LoMA: Lossless Compressed Memory Attention
Yumeng Wang, Zhenyang Xiao
TL;DR
LoMA introduces a lossless memory compression scheme for transformer KV caches to extend context length with reduced compute. It uses a three-zone generation approach (reading-zone, memory-zone, repetition-zone) and a specialized attention mask to train the model to compress memory losslessly, achieving a fixed memory length $t$ after every $tc$ tokens. The method is validated by fine-tuning Llama-2-7B-Chat, showing near-zero repetition loss for $c\le8$, strong generalization from C4 to GSM8K, and notable reductions in memory usage and latency. Importantly, LoMA does not modify model architecture or rely on auxiliary models, and it can be trained with publicly available data, making long-context processing more practical for existing LMs.
Abstract
Large Language Models (LLMs) face limitations due to the high demand on GPU memory and computational resources when handling long contexts. While sparsify the Key-Value (KV) cache of transformer model is a typical strategy to alleviate resource usage, it unavoidably results in the loss of information. We introduce Lossless Compressed Memory Attention (LoMA), a novel approach that enables lossless compression of the KV cache, thereby reducing the memory and computational demands during autoregressive generation. LoMA incorporates a specialized training or fine-tuning precedure alongside an autoregressive generation algorithm optimized for the compressed context.
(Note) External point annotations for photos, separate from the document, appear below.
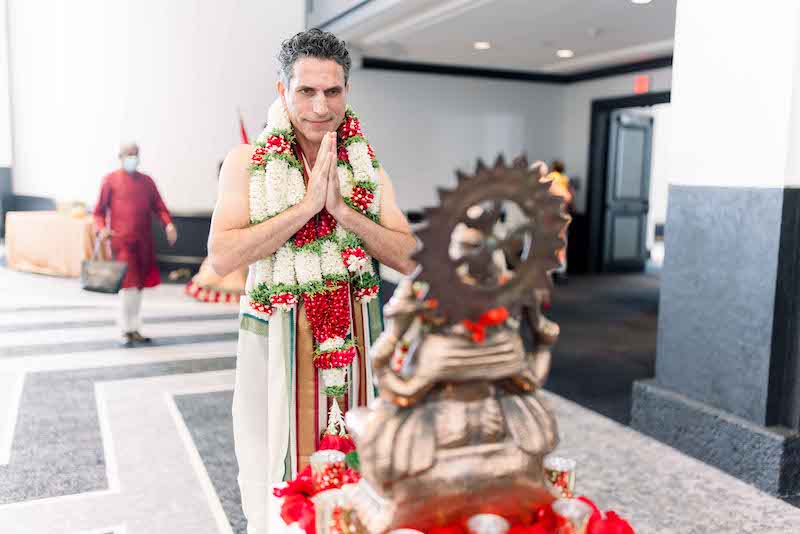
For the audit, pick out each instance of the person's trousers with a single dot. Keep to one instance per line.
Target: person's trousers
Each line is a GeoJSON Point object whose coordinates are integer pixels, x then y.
{"type": "Point", "coordinates": [130, 312]}
{"type": "Point", "coordinates": [250, 430]}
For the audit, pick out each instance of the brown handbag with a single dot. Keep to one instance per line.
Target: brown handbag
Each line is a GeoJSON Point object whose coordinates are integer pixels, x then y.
{"type": "Point", "coordinates": [102, 276]}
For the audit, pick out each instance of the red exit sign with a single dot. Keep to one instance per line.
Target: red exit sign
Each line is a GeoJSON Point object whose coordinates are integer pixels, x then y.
{"type": "Point", "coordinates": [641, 84]}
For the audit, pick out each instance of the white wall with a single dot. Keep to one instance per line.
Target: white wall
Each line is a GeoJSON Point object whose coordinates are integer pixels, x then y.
{"type": "Point", "coordinates": [734, 95]}
{"type": "Point", "coordinates": [5, 108]}
{"type": "Point", "coordinates": [661, 168]}
{"type": "Point", "coordinates": [423, 127]}
{"type": "Point", "coordinates": [576, 118]}
{"type": "Point", "coordinates": [168, 74]}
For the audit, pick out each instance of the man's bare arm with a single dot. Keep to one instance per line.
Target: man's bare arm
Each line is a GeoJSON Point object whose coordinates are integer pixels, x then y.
{"type": "Point", "coordinates": [232, 242]}
{"type": "Point", "coordinates": [390, 242]}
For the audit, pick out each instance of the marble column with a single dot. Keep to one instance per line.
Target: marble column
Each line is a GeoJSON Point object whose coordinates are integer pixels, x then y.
{"type": "Point", "coordinates": [727, 384]}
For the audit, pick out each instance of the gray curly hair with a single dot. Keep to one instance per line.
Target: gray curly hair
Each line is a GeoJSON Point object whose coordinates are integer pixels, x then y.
{"type": "Point", "coordinates": [313, 43]}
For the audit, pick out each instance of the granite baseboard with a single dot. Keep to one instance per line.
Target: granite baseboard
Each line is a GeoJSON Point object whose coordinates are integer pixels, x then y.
{"type": "Point", "coordinates": [766, 457]}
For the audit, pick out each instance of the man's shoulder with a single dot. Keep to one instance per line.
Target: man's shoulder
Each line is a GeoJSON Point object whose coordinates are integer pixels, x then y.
{"type": "Point", "coordinates": [242, 152]}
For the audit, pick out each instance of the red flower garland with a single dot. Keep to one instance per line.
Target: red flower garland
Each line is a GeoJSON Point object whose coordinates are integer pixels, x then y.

Our method compresses the KV cache after every $tc$ generated tokens with a compression ratio of $c$ and a target compressed length $t$, and this process occurs within a single inference pass without dependency on auxiliary models. We engineered an efficient training scheme involving specific inputs, attention masks, and position identifiers to instill this compression capability. Experimental validation has demonstrated that LoMA significantly reducing computational consumption and memory usage through achieving lossless KV cache compression.